There are some very well-off Zimbabweans who can cope with the rates set by luxury hotels with global markets, but they will hardly crowd the resort areas.

There are a growing number of middle-income Zimbabweans and their immediate families who are looking for a treat, a good holiday or a day out or a weekend off.

So here are opportunities that can be seized. Family travellers are not necessarily looking for the sort of luxury that a business executive desires, and that is another market.

But the family person needs respectable accommodation in clean surroundings without any dubious hangers on.

We have all seen after the hyperinflation bust the way some formerly respectable small hotels and lodges either closed or moved into a different sort of market catering for instant couples wanting a place for tryst, and that sort of market cannot really cater for families wanting a holiday or a treat.

Harare itself is a growing source of potential customers for the right sort of resort and package. The metropolitan area is large, with a huge population and very urbanised.

It is now almost impossible to see natural countryside, or wildlife in natural surroundings, or even just to sit and enjoy the view while having a picnic.

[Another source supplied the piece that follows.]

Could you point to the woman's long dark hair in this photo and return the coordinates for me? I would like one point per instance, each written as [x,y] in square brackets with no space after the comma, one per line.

Some conservation minded people near Harare now do provide attractions, and manage to use their day-trippers as a useful source of revenue to maintain the natural surroundings, or look after the wildlife they are conserving.

Some go a bit further and offer extras, like boat trips or even compatible entertainment, especially for families. This should be a growing trend, especially as there are limits over how much one hospitality centre can offer and still remain natural.

There are a lot of other attractions around Zimbabwe and perhaps the old jokes will come true, that most people will visit Great Zimbabwe or Victoria Falls twice in their lives, once as a child and once when they take their own children.

But in some ways that is how it should be with the areas around this sort of attraction benefiting from the central draw by offering a lot more holiday scenic vistas and activities in the same area that are not connected with the main drawcard.

There possibly needs to be more group marketing for various areas. While businesses are in some ways in competition, they also need to co-operate.

Someone going to Masvingo to see Great Zimbabwe is unlikely to spend a day driving there, a day looking at the ancient city and a day driving back.

They will want to see and do a lot more and joint marketing can probably create the websites and brochures that will keep the visitor around for a week.

The competition may well be on where they stay, but hardly on where they go and what they do and even how they spend their money. It is here that people need to have all the attractions listed carefully in one place so they can have a good holiday.

And the more families who come to a resort area and its surroundings for a good holiday, rather than perhaps just a couple of days, the more business there is for everyone.

We already have the basis now for a good domestic tourism industry, and that must be built up.

We keep hearing about Vision 2030, the target that Zimbabwe will be an upper-middle income country by 2030.

For the tourism and hospitality industry that means a lot more middle income and upper middle income people will be around, and they will have some money to spend on holidays and family treats.

Those who offer the right holidays and attractions at the right prices, and this will vary, will be the ones with a long-term and growing business.